Many of the symptoms they described match her journey. Her latest diagnosis
from a cardiologist is PoTS - but it could well be the bradykinin issues
causing very similar symptoms. Interestingly many people on her groups who
have been as ill or iller than her, have made almost spontaneous recoveries. I
hope she recovers soon.

------
coldcode
Sometimes with enough data and powerful enough computers you can brute force
ideas that otherwise might take forever to examine. If you can identify the
reasons why certain symptoms appear, you can begin to format potential
solutions faster.
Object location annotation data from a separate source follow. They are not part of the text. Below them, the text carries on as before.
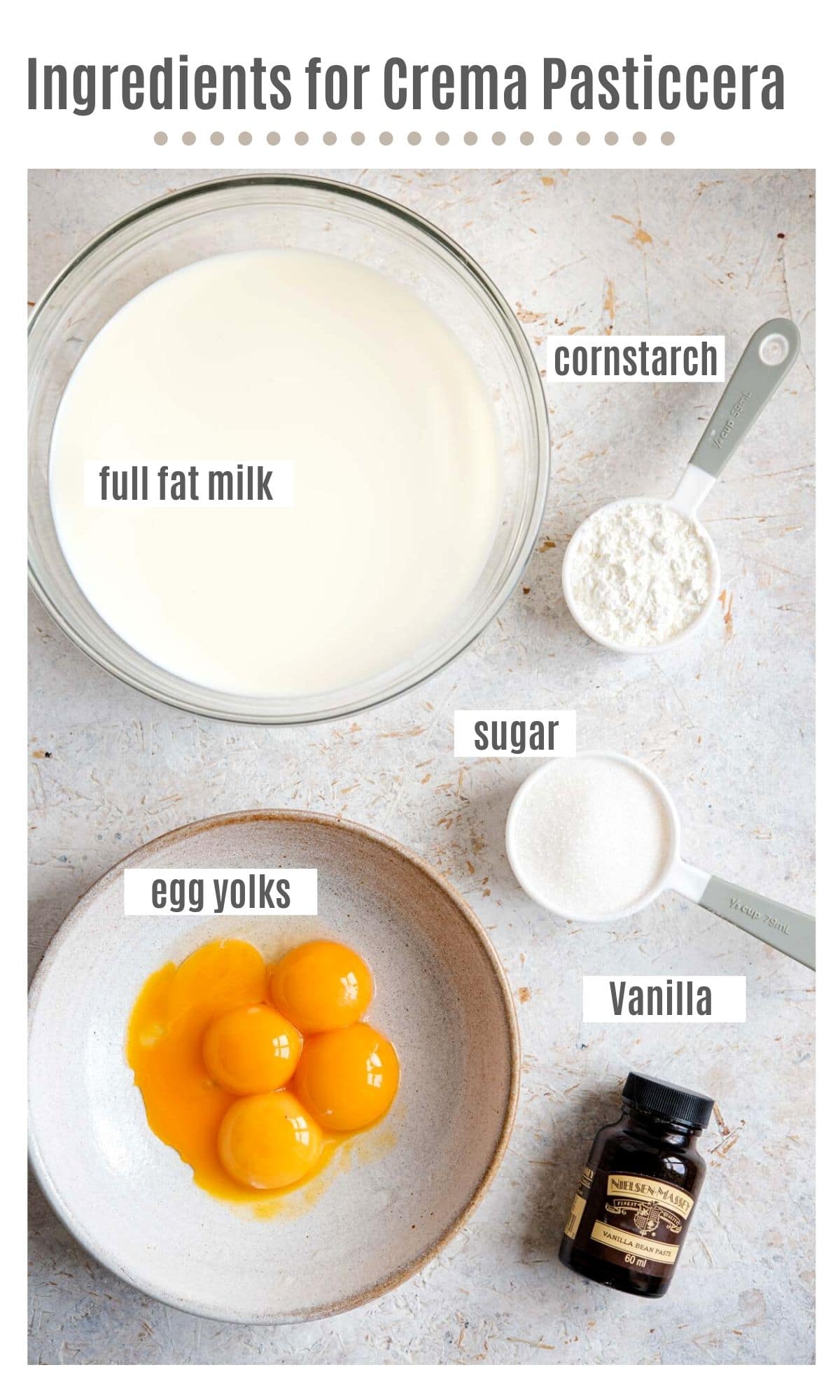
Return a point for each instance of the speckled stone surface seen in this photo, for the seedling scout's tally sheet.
(727, 722)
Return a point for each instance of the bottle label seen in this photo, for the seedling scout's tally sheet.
(634, 1222)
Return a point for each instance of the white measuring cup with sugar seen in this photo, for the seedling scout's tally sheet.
(782, 927)
(765, 363)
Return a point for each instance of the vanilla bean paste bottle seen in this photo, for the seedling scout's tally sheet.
(639, 1189)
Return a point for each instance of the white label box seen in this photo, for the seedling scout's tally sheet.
(694, 997)
(516, 733)
(636, 359)
(215, 892)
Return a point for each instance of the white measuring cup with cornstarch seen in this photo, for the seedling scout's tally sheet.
(597, 838)
(643, 573)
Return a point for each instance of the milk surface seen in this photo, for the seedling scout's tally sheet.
(397, 479)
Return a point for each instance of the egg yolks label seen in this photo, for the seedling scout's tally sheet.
(220, 892)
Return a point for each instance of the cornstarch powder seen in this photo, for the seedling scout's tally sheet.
(640, 573)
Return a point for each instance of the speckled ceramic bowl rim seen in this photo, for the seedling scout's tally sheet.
(414, 1266)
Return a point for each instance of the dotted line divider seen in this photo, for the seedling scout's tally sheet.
(414, 138)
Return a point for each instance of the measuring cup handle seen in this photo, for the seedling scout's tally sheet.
(785, 929)
(758, 374)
In programming terms once you understand why something is
broken, it's much easier to fix.

------
zaroth
These are two very cool findings about the genetic mechanisms which might be
at work provoking specific lethal symptoms that are pretty unique to COVID.

This is such a great use of the world’s second fastest supercomputer and a
fascinating discovery achieved through genetic data mining!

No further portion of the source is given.